What Makes Social Media Producers Tick?

November 19th, 2010   •   no comments   

We are weird creatures! (source)

One of the advantages/disadvantages of being an obsessive-compulsive blogger is that I not only dig the various theories of Influence 2.0, but live them on a daily basis too. While not all bloggers are alike – just as not all mothers, students, pastors or criminals are – there are certain traits which make us hardcore content producers who we are.

To make it easier for you to remember, let us term them the five Os of social media content producers.
Perhaps the most obvious characteristic of such a person is their relative OBSESSION with getting fingers to keyboard/button/touchscreen. True blue social media content producers love to tweet, update their Facebook statuses, blog, email, or jot down little notes of wherever they do. Many are also extremely trigger happy with their cameras – just notice how many photographs a typical blogger takes on any occasion!
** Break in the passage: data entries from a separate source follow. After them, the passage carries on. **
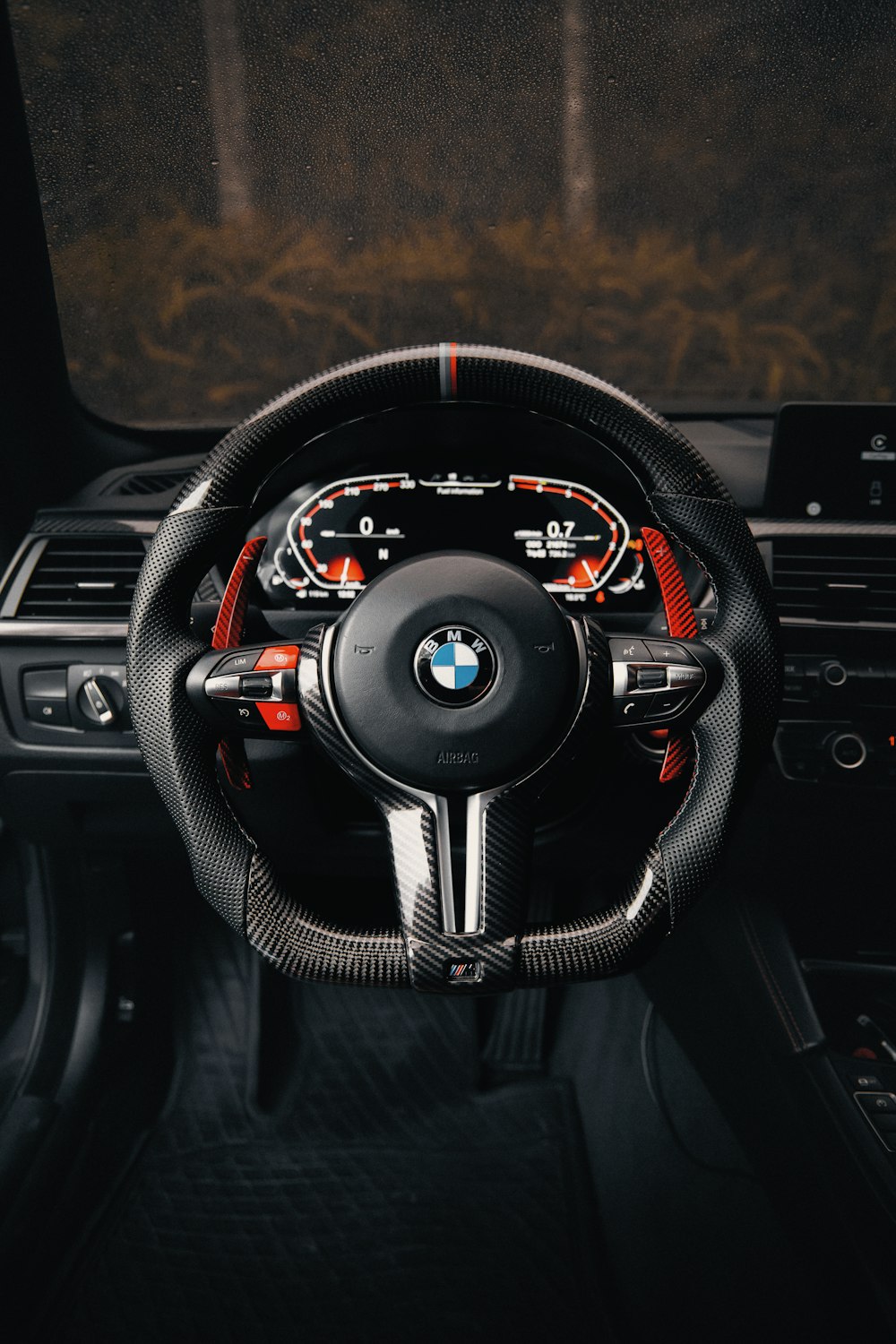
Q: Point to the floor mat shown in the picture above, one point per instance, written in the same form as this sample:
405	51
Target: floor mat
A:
387	1196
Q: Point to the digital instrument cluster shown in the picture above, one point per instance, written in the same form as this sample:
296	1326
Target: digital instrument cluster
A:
325	542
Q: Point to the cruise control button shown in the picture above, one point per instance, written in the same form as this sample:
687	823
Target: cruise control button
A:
629	650
222	687
237	663
667	703
280	718
277	658
668	652
257	685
Coupled with the first trait are the usually pronounced powers of OBSERVATION which go with the territory. Like the citizen journos/reporters/online diarists that they are, social media producers have a keen eye for the smallest details – a poorly written signboard, a peculiar person walking on the street, or a (God forbid) accident complete with flames and fumes. Nothing is too trivial for a roving eye equipped with a mobile camera phone with 3.5 G connection!

Naturally, social media content czars can also be OBSTINATE at times. I mean this in both a positive and a negative sense, being such a person myself. Equipped with a strong sense of activism, bloggers occasionally model themselves as champions for consumer rights, alternative preferences, or environmental causes. Many also have a strong and distinct point of view.

As online columnists and opinion leaders/shapers – be they to a crowd of 10, 100, or 10,000 – social media producers view themselves as somewhat ORACULAR in nature. We love to offer our opinions and insights on any situation that we report on, occasionally teasing it apart and breaking it down into its component parts. Again, this is related to the previous point on being an analytical or moral voice for various positions and situations.

Finally, as most social media content producers are doing it on their own free time, we need to consider that they are doing it during the OTHER 8 HOURS. What this means is that bloggers, youtubers, flickrers and twitterers are often doing what they over and on top of their regular 9 to 5 (or sometimes 9 to 9) jobs. The key drivers for them are thus passion and interest, and we all know how strong those qualities can be. As they usually don’t make a living out of this, their motivations are slightly different from paid journalists or producers.